The Court farther notes that it is Plaintiff's burden to provide specific medical evidence of disability. Wilkinson, 847 F.2d at 662. Garror's own treating physician, Dr. Little, stated that there would be only intermittent periods of disability. The Court finds that Plaintiff has not sustained his burden of proving disability.

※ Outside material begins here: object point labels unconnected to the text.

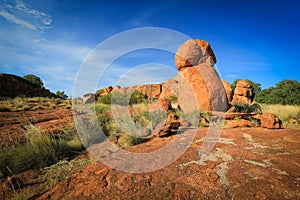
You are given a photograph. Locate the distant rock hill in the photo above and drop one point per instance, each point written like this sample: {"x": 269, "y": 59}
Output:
{"x": 16, "y": 86}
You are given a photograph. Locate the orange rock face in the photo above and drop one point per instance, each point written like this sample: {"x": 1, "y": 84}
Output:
{"x": 228, "y": 90}
{"x": 194, "y": 52}
{"x": 15, "y": 86}
{"x": 201, "y": 89}
{"x": 270, "y": 120}
{"x": 161, "y": 105}
{"x": 243, "y": 92}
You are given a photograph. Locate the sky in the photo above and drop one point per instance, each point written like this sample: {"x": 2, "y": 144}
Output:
{"x": 53, "y": 39}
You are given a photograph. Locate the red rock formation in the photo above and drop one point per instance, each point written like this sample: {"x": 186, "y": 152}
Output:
{"x": 201, "y": 89}
{"x": 228, "y": 90}
{"x": 242, "y": 92}
{"x": 200, "y": 85}
{"x": 161, "y": 105}
{"x": 194, "y": 52}
{"x": 15, "y": 86}
{"x": 270, "y": 120}
{"x": 89, "y": 98}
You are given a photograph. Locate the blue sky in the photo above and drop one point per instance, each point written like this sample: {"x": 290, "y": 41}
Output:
{"x": 256, "y": 40}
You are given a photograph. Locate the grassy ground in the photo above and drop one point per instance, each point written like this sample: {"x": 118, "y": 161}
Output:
{"x": 286, "y": 113}
{"x": 35, "y": 103}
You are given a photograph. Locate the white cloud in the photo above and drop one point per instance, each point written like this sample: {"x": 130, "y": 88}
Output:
{"x": 21, "y": 14}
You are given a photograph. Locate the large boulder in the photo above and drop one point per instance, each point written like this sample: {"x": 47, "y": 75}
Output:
{"x": 270, "y": 120}
{"x": 89, "y": 98}
{"x": 161, "y": 105}
{"x": 169, "y": 88}
{"x": 194, "y": 52}
{"x": 243, "y": 92}
{"x": 228, "y": 90}
{"x": 201, "y": 89}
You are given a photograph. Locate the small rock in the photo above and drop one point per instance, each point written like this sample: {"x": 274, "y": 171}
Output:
{"x": 270, "y": 120}
{"x": 146, "y": 132}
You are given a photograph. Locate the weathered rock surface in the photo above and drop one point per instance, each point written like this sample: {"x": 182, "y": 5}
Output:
{"x": 194, "y": 52}
{"x": 161, "y": 106}
{"x": 228, "y": 90}
{"x": 243, "y": 92}
{"x": 171, "y": 126}
{"x": 152, "y": 91}
{"x": 201, "y": 89}
{"x": 15, "y": 86}
{"x": 246, "y": 163}
{"x": 270, "y": 120}
{"x": 89, "y": 98}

Plaintiff has raised only one claim in this action; that claim is without merit. Upon consideration of the entire record, the Magistrate Judge finds "such relevant evidence as a reasonable mind might accept as adequate to support a conclusion." Perales, 402 U.S. at 401. Therefore, it is recommended that the Secretary's decision be affirmed, see Fortenberry v. Harris, 612 F.2d 947, 950 (5th Cir. 1980), that this action be dismissed, and that judgment be entered in favor of Defendant Kenneth S. Apfel and against Plaintiff Shanta Garror, on behalf of Trevaris Garror, on all claims.